= Operation Cathedral =

Police operation against an online paedophile network

Operation Cathedral was a police operation that broke up a major international child pornography ring called The Wonderland Club operating over the Internet. It was led by the British National Crime Squad in cooperation with 1,500 officers from 13 other police forces around the world, who simultaneously arrested 104 suspects in 13 countries (including Australia, Belgium, Finland, France, Germany, Italy, Sweden, the UK, and the US) on 2 September 1998. The case received widespread international attention due to the highly organised nature of the ring, leading to public concerns of online child sexual abuse and legislative changes in the UK.

== Overview ==
The Wonderland Club, (also officially known as w0nderland) named after Alice in Wonderland, was described as "an international network of paedophiles involving the rape of boys and girls live on camera and the traffic in images of the torture of children as young as two months". It was created in 1995 by two American paedophiles, including one named Peter Giordano, and existed in an Internet Relay Chat with an encryption system created initially by the former KGB. The investigation had been sparked by a tip-off from US police investigating the 1996 rape of an 8-year-old girl broadcast live to paedophiles by webcam. The accused, Ronald Riva of Greenfield, California, was in a pedophile gang called The Orchid Club and was encouraged during the assault by six others, including Ian Baldock, a member of Wonderland.

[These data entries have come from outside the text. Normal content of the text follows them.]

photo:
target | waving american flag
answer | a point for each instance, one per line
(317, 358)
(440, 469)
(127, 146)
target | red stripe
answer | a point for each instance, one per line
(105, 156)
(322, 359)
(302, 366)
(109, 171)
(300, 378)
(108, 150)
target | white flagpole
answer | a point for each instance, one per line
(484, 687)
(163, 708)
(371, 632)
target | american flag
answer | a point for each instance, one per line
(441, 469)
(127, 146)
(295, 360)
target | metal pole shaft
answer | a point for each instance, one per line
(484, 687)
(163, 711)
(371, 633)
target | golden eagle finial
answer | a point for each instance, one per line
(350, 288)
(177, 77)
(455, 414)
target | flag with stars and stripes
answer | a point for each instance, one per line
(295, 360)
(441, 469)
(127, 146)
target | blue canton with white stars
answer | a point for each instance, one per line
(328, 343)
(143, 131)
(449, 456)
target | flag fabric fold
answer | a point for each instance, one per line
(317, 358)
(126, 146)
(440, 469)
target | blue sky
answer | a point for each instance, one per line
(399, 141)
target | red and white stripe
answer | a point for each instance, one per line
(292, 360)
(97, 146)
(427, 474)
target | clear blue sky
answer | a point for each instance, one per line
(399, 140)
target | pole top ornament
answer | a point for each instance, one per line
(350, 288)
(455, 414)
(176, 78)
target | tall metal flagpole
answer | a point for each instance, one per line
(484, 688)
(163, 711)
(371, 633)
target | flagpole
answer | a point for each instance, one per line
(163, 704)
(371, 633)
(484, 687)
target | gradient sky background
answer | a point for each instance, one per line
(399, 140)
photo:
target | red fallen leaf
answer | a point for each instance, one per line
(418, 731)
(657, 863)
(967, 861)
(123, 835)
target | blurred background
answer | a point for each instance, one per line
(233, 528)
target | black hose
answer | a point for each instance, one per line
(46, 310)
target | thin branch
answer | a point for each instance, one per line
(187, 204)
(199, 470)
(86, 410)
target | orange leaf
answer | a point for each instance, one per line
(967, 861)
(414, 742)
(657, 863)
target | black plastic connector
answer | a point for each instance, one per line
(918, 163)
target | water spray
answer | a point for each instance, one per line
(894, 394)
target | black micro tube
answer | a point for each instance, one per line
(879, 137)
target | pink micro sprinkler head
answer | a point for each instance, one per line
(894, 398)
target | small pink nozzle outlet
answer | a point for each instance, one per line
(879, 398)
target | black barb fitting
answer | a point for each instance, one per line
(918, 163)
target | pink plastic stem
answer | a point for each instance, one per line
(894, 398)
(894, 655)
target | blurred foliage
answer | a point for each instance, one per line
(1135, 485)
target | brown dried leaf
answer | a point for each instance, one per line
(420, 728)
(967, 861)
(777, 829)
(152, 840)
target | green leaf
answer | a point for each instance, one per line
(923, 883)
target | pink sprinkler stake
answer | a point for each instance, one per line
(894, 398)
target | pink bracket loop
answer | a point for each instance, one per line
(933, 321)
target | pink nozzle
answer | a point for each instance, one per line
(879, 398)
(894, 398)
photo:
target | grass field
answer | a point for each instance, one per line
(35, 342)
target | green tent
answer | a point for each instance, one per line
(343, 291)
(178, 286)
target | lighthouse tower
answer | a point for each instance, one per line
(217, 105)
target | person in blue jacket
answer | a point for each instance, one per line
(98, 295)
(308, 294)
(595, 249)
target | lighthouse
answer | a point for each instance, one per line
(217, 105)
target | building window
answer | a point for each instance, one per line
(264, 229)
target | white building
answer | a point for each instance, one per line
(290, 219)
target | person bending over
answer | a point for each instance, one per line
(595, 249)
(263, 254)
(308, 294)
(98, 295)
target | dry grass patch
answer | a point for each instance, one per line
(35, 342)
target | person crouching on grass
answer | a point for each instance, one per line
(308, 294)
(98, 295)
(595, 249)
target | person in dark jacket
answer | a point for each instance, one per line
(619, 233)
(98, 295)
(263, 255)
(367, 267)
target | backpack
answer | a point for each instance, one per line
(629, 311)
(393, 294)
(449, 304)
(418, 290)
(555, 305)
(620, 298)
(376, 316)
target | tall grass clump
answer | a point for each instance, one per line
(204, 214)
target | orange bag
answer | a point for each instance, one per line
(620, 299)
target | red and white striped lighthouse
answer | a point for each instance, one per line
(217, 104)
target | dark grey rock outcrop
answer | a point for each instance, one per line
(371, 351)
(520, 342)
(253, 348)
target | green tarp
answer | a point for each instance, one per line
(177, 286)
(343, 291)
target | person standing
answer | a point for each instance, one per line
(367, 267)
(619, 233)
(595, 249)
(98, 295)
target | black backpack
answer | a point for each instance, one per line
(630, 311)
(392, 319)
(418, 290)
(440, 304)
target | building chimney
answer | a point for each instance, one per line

One reason for the high profile of the operation was the unusually high number of images possessed, produced, and distributed by Wonderland members (more than 750,000 images and 1,800 videos). One requirement for entry to the club, apart from a recommendation from an existing member, was the expectation to supply 10,000 new or self-produced pornographic images of children. Despite substantial police work, only 17 of the 1,263 children appearing in the images have been identified: one from Argentina, one from Chile, one from Portugal, six from the United Kingdom, and seven from the United States. The Portuguese national was later identified as Rui Pedro Teixeira Mendonça, an 11-year-old boy kidnapped in Lousada on 4 March 1998 and whose whereabouts are currently unknown.

Six members of the club committed suicide after the raids. Other raids related to the Cathedral operation include 1999's Operation Queensland, involving 20 police forces, and 2001's Operation Janitress, which included police forces across 12 regions.

==British members==
The following is a list of British citizens arrested as a result of Operation Cathedral, and their ages when convicted:

- Ahmed Ali, 31, taxi driver, nicknamed "Caesar". Jailed for two years.
- Ian Baldock, 31, computer consultant. Jailed for two-and-a-half years. Released in 2002, he reoffended again 2 years later and was arrested for possession of indecent images of children and sentenced to 4 years.
- Andrew Barlow, 25, computer consultant, nicknamed "Mix". Jailed for two years.
- Stephen Ellis, 40, computer salesman. Heavily encrypted his computer files. Committed suicide in January 1999 prior to the trial.
- David Hines, 30, unemployed, nicknamed "Mutt's Nutts", who later discussed the club publicly on Panorama. Jailed for two-and-a-half years.
- Gary Salt, taxi driver, former engineer, nicknamed "Jazz" and "chairman" of the club. Assisted the Cathedral sting by providing his login details. In 1998, he was sentenced to 12 years for sex offences. Released from prison in 2010 (having changed his name to Anthony Andrews) he was re-arrested months later when caught viewing indecent images on a computer in Old Trafford Library.
- Gavin Seagers, 29, computer consultant and Sea Cadets youth leader. Jailed for two years. Arrested and sentenced again in 2011 for a similar offence as Gavin Smith.
- Antoni Skinner, 36, computer consultant, nicknamed "Uhura" and "Satan". Jailed for 18 months.
- Frederick Stephens, 46, taxi driver, nicknamed "Guess Who" and "Me Again". Jailed for a year.

==Legal changes==
On 13 February 2001, seven British members of Wonderland were sentenced at the same court hearing at Kingston upon Thames Crown Court. At this time, however, the maximum sentence for the particular crimes in the UK was three years, leading to the UK-based perpetrators only being sentenced between 12 and 30 months for their crimes. Protests by child care campaigners led to proposed legal revisions of British laws and an increase in penalties to 10 years as per the Sexual Offences Act 2003.